Gato was designed to perform hundreds of tasks, but this ability, according to some observers, may compromise the quality of each task.
Artificial General Intelligence
The ability of an intelligent agent to understand or learn any intellectual task that a human can is referred to as artificial general intelligence (AGI).
Some commentators believe we are decades away from seeing AGI, and some even doubt that we will see AGI this century.
AGI has already been identified as a future threat that could either intentionally or unintentionally wipe out humanity.
Tiernan Ray, a ZDNet columnist, stated in another opinion piece that the agent is not so great on several tasks.
On the one hand, the program can control a robotic Sawyer arm that stacks blocks better than a dedicated machine learning program, Ray said.
On the other hand, it generates captions for images that are often quite poor.
Its performance in standard chat dialogue with a human interlocutor is similarly mediocre, occasionally eliciting contradictory and nonsensical utterances.
For instance, when interacting with a chatbot, Gato incorrectly stated that Marseille is the capital of France.
In addition, Gato captioned a photo with a man holding up a banana to take a picture of it, even though the man was not holding bread.
DeepMind describes Gato in a new research paper titled ‘A Generalist Agent,’ which is now available on the Arxiv preprint server.
The authors of the company claim that when scaled up, such an agent will show a ‘significant performance improvement.’
AGI has already been identified as a future threat that could either intentionally or unintentionally wipe out humanity.
Dr. Stuart Armstrong of Oxford University’s Future of Humanity Institute previously stated that AGI will eventually render humans obsolete and annihilate us.
He believes machines will work at speeds unfathomable to the human brain and will forego communication with humans in order to take control of the economy, financial markets, transportation, healthcare, and other areas.
Because human language is easily misinterpreted, Dr. Armstrong believes that a simple instruction to an AGI to ‘prevent human suffering’ could be interpreted by a supercomputer as ‘kill all humans.’
Professor Stephen Hawking told the BBC shortly before his death: ‘The development of full artificial intelligence could spell the end of the human race.’

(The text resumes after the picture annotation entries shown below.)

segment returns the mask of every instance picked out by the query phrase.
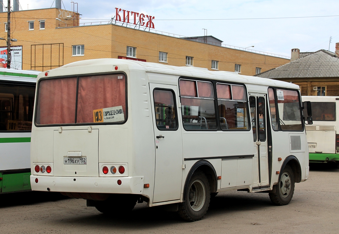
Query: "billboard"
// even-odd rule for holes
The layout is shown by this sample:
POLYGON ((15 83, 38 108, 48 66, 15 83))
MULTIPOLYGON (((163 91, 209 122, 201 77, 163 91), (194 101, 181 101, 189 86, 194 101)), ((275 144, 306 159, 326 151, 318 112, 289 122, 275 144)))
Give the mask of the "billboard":
MULTIPOLYGON (((11 68, 22 69, 22 46, 11 46, 11 68)), ((0 46, 0 67, 7 67, 7 47, 0 46)))

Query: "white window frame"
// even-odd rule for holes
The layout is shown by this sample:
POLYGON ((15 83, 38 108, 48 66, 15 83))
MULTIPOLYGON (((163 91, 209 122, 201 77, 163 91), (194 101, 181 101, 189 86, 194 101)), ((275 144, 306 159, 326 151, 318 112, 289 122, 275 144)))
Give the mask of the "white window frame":
POLYGON ((34 30, 34 21, 28 21, 28 30, 29 31, 33 31, 34 30), (31 28, 31 24, 32 23, 33 24, 33 28, 31 28))
POLYGON ((159 51, 159 62, 167 62, 167 53, 159 51))
POLYGON ((136 47, 127 46, 126 50, 126 56, 131 58, 137 57, 137 48, 136 47))
POLYGON ((241 65, 240 64, 236 64, 234 66, 234 72, 237 72, 239 73, 241 73, 241 65))
POLYGON ((186 66, 193 66, 193 57, 190 56, 186 56, 186 66))
POLYGON ((255 68, 255 74, 258 75, 259 73, 261 73, 261 67, 256 67, 255 68))
POLYGON ((213 70, 218 70, 219 61, 215 60, 212 60, 212 65, 211 68, 213 70))
POLYGON ((45 29, 45 20, 39 20, 39 29, 40 30, 43 30, 45 29), (41 23, 43 22, 43 27, 41 27, 41 23))
POLYGON ((85 45, 75 45, 72 46, 72 56, 84 56, 85 55, 85 45), (75 48, 75 54, 74 53, 74 48, 75 48), (80 53, 78 54, 79 48, 80 48, 80 53))

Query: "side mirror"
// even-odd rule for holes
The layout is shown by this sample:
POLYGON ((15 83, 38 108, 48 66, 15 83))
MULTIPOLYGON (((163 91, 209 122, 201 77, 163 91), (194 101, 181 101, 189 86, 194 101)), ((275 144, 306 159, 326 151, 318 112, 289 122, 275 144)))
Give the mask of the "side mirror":
MULTIPOLYGON (((306 113, 307 113, 307 117, 312 116, 312 109, 311 108, 311 102, 307 101, 303 102, 302 108, 304 110, 305 109, 306 109, 305 110, 306 111, 306 113)), ((306 115, 305 114, 305 113, 304 113, 304 116, 306 115)), ((308 120, 307 120, 307 121, 308 121, 308 120)))

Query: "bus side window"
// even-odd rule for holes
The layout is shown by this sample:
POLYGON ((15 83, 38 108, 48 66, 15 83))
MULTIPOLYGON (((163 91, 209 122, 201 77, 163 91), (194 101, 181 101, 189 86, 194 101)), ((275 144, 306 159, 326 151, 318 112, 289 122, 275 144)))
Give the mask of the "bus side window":
POLYGON ((155 89, 153 97, 157 127, 159 130, 177 129, 177 115, 173 92, 155 89))

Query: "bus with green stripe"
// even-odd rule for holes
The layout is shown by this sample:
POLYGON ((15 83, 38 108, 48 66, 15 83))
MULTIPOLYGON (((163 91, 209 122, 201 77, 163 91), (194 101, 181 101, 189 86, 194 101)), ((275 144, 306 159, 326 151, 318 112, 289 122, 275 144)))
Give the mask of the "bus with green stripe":
POLYGON ((313 124, 306 124, 310 162, 339 163, 339 97, 303 96, 311 102, 313 124))
POLYGON ((0 193, 31 190, 31 135, 39 73, 0 68, 0 193))

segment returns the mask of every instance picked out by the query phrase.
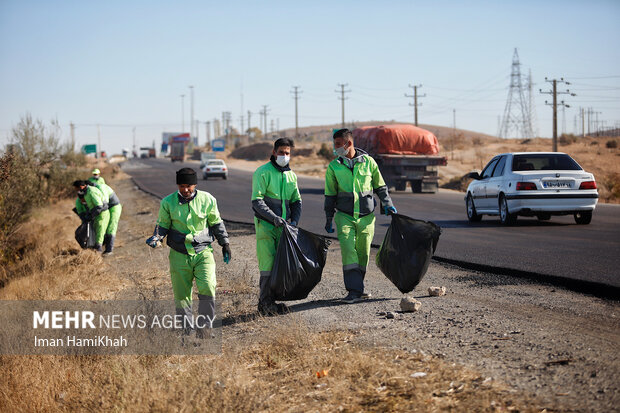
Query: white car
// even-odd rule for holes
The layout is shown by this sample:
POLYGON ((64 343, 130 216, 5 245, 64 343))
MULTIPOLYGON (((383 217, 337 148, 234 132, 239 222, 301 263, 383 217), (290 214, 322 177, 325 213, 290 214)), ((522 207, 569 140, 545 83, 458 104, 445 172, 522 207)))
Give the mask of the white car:
POLYGON ((213 176, 221 176, 224 179, 228 179, 228 168, 223 160, 210 159, 202 168, 202 179, 209 179, 209 177, 213 176))
POLYGON ((517 215, 548 220, 573 215, 589 224, 598 202, 594 175, 561 152, 513 152, 495 156, 482 172, 471 172, 465 206, 470 222, 499 215, 512 225, 517 215))

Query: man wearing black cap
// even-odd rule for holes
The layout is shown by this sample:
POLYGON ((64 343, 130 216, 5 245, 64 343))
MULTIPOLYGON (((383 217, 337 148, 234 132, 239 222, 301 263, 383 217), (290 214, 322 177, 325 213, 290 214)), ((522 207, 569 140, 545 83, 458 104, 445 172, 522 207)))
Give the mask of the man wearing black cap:
MULTIPOLYGON (((208 320, 215 317, 215 260, 211 243, 217 239, 228 264, 231 251, 228 233, 217 209, 215 197, 196 190, 196 171, 177 171, 179 190, 161 200, 159 218, 153 236, 146 243, 155 248, 167 236, 170 247, 170 276, 177 315, 193 320, 192 283, 198 288, 198 314, 208 320)), ((202 327, 199 325, 199 327, 202 327)), ((186 332, 190 329, 186 328, 186 332)), ((202 329, 198 329, 203 333, 202 329)))

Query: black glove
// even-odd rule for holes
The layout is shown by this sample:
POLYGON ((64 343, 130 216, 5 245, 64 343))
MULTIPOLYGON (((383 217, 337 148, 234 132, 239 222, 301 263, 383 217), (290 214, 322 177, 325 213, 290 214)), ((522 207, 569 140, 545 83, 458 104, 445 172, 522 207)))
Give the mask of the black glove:
POLYGON ((224 262, 228 264, 232 258, 232 252, 230 251, 230 244, 222 245, 222 255, 224 256, 224 262))
POLYGON ((273 225, 276 227, 283 227, 286 224, 286 221, 282 217, 275 217, 273 220, 273 225))

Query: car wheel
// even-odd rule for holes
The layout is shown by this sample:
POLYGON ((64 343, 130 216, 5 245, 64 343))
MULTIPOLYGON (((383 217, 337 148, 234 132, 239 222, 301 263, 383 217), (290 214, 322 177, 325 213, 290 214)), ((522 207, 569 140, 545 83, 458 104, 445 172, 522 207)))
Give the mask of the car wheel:
POLYGON ((508 202, 503 194, 499 197, 499 220, 504 225, 513 225, 517 222, 517 214, 508 211, 508 202))
POLYGON ((476 206, 471 195, 467 195, 465 206, 467 207, 467 219, 469 222, 479 222, 482 219, 482 215, 476 213, 476 206))
POLYGON ((575 222, 579 225, 588 225, 592 222, 592 211, 575 212, 575 222))

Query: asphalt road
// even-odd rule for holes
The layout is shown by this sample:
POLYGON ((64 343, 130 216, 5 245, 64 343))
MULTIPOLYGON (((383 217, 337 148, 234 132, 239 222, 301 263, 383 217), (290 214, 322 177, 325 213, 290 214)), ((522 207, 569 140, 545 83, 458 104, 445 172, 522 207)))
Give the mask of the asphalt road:
MULTIPOLYGON (((174 172, 198 164, 172 163, 168 159, 140 159, 127 162, 123 170, 147 192, 164 197, 177 190, 174 172)), ((303 199, 300 226, 325 235, 323 226, 323 180, 299 177, 303 199)), ((198 182, 198 189, 213 194, 224 219, 253 222, 251 211, 252 173, 230 169, 227 180, 212 178, 198 182)), ((550 221, 519 217, 517 224, 504 227, 498 217, 485 216, 470 224, 463 194, 392 192, 398 212, 433 221, 442 228, 435 257, 480 265, 484 269, 523 272, 530 276, 557 277, 620 287, 620 206, 599 204, 590 225, 576 225, 572 216, 550 221)), ((378 214, 374 243, 380 244, 390 218, 378 214)))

DeepMind researchers acknowledged the need for a ‘big red button’ in a 2016 paper to prevent a machine from performing a ‘harmful sequence of actions.’
DeepMind, which was founded in London in 2010 before being acquired by Google in 2014, is best known for developing an AI program that defeated world champion human professional Go player Lee Sedol in a five-game match in 2016.
In 2020, the company announced that it had solved a 50-year-old biological problem known as the “protein folding problem” – understanding how a protein’s amino acid sequence determines its 3D structure.
DeepMind claimed to have solved the problem with 92% accuracy by training a neural network with 170,000 known protein sequences and their various structures.
What is Google’s AI Project Deepmind?
DeepMind was established in London in 2010 and was purchased by Google in 2014.
DeepMind now has research centers in Edmonton and Montreal, Canada, as well as a DeepMind Applied team in Mountain View, California.
DeepMind is on a mission to push the boundaries of artificial intelligence, creating programs that can learn to solve any complex problem without being taught how.
If successful, the company believes it will be one of the most significant and widely beneficial scientific breakthroughs ever made.
The company has made headlines for a number of its creations, including software it developed that taught itself how to play and win at 49 different Atari games using only raw pixels as input.
In a world-first, its AlphaGo program defeated the best player on the planet at G, one of the most complex and intuitive games ever devised, with more positions than there are atoms in the universe – and won.